Ginny desviou os olhos da ameaçadora latinha, empurrando o carrinho de supermercado para longe daquela área de risco. Como fora se esquecer do principal motivo de haver ido as compras naquele fim de tarde? Aliás, o motivo que a levava todos os finais de tarde — nos últimos meses — a frequentar aquele mesmo lugar. Sem dúvida o leite condensado era um dos culpados, mas não o principal.
Os motivos de suas visitas constantes aquele tipo de estabelecimento comercial não eram exatamente as mesmas que em geral levavam as outras pessoas até lá. Embora ela tivesse o cuidado de sempre levar um carrinho ou um cesto a tiracolo, suas compras, naquele momento, resumiam-se a um pé de alface e duas maçãs. Poucos minutos antes o carrinho estivera transbordando de chocolates, bolachas recheadas e uma pizza tamanho família, entre outros produtinhos extremamente calóricos.
A latinha de leite condensado fora apenas mais uma das tentações a superar.
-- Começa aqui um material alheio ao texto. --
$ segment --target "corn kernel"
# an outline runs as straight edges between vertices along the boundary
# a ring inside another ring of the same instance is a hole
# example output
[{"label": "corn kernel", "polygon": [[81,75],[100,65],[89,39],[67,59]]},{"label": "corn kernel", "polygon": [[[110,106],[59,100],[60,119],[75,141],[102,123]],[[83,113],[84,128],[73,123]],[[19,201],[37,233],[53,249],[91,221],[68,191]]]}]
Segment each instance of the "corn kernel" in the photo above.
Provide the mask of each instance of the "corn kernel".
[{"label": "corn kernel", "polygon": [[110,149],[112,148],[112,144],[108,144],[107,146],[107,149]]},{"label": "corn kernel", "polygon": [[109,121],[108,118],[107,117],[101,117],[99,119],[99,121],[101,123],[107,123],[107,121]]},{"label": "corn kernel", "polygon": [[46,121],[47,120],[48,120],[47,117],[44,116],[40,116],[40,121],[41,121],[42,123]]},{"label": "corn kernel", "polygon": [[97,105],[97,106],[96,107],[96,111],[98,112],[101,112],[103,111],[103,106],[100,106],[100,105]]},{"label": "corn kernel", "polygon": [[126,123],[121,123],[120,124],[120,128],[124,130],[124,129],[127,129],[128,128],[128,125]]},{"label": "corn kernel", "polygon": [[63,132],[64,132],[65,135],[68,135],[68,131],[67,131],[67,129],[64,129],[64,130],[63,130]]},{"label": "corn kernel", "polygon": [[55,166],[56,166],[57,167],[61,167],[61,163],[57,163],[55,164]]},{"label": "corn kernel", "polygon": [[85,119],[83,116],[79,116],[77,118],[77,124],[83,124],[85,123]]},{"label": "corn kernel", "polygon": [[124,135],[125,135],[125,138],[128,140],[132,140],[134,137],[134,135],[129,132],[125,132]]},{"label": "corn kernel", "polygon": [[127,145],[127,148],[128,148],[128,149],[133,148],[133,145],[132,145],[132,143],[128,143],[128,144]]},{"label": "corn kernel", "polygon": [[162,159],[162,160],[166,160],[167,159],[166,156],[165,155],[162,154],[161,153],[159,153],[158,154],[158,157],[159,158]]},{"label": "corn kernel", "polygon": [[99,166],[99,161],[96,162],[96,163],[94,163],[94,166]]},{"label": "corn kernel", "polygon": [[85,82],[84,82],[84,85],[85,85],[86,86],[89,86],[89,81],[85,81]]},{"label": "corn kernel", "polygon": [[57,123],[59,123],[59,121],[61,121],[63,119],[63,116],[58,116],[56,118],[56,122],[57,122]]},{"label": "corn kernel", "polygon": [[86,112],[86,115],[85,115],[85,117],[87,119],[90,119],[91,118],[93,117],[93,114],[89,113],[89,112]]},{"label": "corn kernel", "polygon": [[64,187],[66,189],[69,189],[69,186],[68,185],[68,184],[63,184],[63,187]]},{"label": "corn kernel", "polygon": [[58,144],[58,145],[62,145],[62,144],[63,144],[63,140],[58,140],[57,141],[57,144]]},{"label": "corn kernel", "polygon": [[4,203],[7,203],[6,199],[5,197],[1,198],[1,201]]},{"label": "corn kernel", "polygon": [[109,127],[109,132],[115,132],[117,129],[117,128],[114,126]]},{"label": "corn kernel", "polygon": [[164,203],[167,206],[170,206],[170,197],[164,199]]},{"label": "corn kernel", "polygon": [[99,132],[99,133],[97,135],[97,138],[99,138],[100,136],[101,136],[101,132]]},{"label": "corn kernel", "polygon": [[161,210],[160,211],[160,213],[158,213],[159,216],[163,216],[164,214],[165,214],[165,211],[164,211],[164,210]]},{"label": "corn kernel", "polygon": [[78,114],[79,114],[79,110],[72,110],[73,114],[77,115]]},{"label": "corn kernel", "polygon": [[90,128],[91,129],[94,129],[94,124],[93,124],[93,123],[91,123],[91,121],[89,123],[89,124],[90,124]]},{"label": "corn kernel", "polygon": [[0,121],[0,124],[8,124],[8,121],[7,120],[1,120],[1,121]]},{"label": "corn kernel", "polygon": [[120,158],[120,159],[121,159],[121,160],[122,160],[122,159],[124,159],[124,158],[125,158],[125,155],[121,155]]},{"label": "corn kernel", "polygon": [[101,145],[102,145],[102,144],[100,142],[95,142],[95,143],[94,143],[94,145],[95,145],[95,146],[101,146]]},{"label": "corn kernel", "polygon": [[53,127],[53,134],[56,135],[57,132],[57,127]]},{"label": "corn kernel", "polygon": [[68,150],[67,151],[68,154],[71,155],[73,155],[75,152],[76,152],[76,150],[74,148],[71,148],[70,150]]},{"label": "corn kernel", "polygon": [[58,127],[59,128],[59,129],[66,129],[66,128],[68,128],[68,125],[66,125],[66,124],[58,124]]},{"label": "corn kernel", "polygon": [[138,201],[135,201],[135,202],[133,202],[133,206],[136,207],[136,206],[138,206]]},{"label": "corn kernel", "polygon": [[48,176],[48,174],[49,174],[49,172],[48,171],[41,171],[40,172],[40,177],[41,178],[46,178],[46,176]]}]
Até mesmo uma barra de cereais fora abandonada em sua prateleira de origem, não pelas calorias, claro, mas porque Ginny não agüentava mais mastigar isopor misturado com pedaços de avelã ou morango. Para tudo havia limite, e o consumo de alimentos insípidos, era um deles.
Contrariada por ter que dar as costas aquelas promessas fatalmente deliciosas, Ginny segurou entre os dedos a medalhinha de Santo Antonio, que sempre trazia pendurada ao pescoço por uma corrente. O gesto a ajudou a focar sua atenção no objetivo inicial de estar ali. Esperançosa em conseguir um namorado, se dirigia aos finais de tarde ao reduto de suas possíveis vítimas. Por pesquisa própria, o que significava sem nenhuma comprovação científica, avaliou que aquele era o horário de maior circulação de testosterona por metro quadrado no bairro onde morava. Porém, até aquele momento, sua teoria não passava de mera especulação.
Desse modo, entre uma olhadela nas ofertas dos produtos expostos nas prateleiras e umas piscadelas as ofertas que perambulavam pelos corredores, ocultava seu objetivo real, largando algumas embalagens aleatórias no carrinho. Depois, é claro, precisava repor tudo no lugar, refazendo o percurso e desfazendo-se das delícias que sonhara devorar.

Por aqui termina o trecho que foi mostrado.